Word2Vec Flashcards
What is Word2Vec
Word2Vec is a popular algorithm for generating word embeddings( dense, continuous-valued vector representations of words.)
What is the idea behind word2vec?
Distributional Hypothesis
What is distributional hypothesis?
Words occurring in similar context have similar meanings
What are the two primary training methods in Word2Vec?
SkipGram and CBOW(Continuous Bag of Words)
What happens in skipgram model?
Skipgram tries to predict the context words given a target word.
What happens in CBOW?
CBOW predicts the target word given its context words.

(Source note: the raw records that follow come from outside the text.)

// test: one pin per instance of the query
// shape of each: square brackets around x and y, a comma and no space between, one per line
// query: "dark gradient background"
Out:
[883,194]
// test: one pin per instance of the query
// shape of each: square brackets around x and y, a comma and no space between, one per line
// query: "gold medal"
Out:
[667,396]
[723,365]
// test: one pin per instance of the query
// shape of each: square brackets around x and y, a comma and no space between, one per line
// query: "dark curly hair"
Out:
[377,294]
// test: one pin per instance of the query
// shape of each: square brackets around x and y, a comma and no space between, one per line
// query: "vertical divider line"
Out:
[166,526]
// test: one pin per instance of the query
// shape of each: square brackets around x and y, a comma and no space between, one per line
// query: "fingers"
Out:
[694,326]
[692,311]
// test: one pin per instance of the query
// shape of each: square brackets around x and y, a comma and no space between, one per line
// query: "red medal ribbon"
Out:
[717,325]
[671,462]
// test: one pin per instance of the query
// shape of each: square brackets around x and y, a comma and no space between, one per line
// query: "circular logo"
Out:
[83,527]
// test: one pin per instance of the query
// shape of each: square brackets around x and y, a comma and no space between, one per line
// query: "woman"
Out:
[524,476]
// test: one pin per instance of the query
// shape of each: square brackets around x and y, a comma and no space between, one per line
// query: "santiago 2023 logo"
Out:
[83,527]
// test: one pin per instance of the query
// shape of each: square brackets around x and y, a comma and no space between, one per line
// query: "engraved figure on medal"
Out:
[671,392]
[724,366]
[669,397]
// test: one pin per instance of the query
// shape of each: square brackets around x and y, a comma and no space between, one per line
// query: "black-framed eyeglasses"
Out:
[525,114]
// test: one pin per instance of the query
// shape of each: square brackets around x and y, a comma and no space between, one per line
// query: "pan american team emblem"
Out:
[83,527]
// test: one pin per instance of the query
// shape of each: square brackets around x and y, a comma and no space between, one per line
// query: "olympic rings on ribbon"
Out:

General Training Architecture for Word2Vec?
Shallow NN with a single hidden layer.
Input corresponds to one hot encoding of target or context words
Hidden Layer corresponds to learned word embeddings
Output layer predicts the probabilities of context words or target words.
General Training Objective of Word2Vec?
Maximize the likelihood of observing the context words given the target word (or vice versa). This is typically achieved by minimizing the negative log-likelihood loss function.
What contributes to effective training
Negative sampling or hierarchical softmax, which speed up the training process by approximating the full softmax function used in traditional neural network training.
Explain CBOW architecture?
Input is one hot encoded vectors for context words.
Hidden Layer dimensionality is determined by the desired size of the word vectors.
Uses a softmax activation function to output probabilities of each word in the vocabulary.
What is Negative Sampling?
Negative sampling involves randomly sampling negative examples (non-context words) to train the model on distinguishing between context and non-context words.
What is hierarchial softmax?
In hierarchical softmax, instead of representing the output layer as a flat layer with individual neurons for each word in the vocabulary, the vocabulary is organized into a binary tree structure, typically a Huffman tree or a binary Huffman-like tree.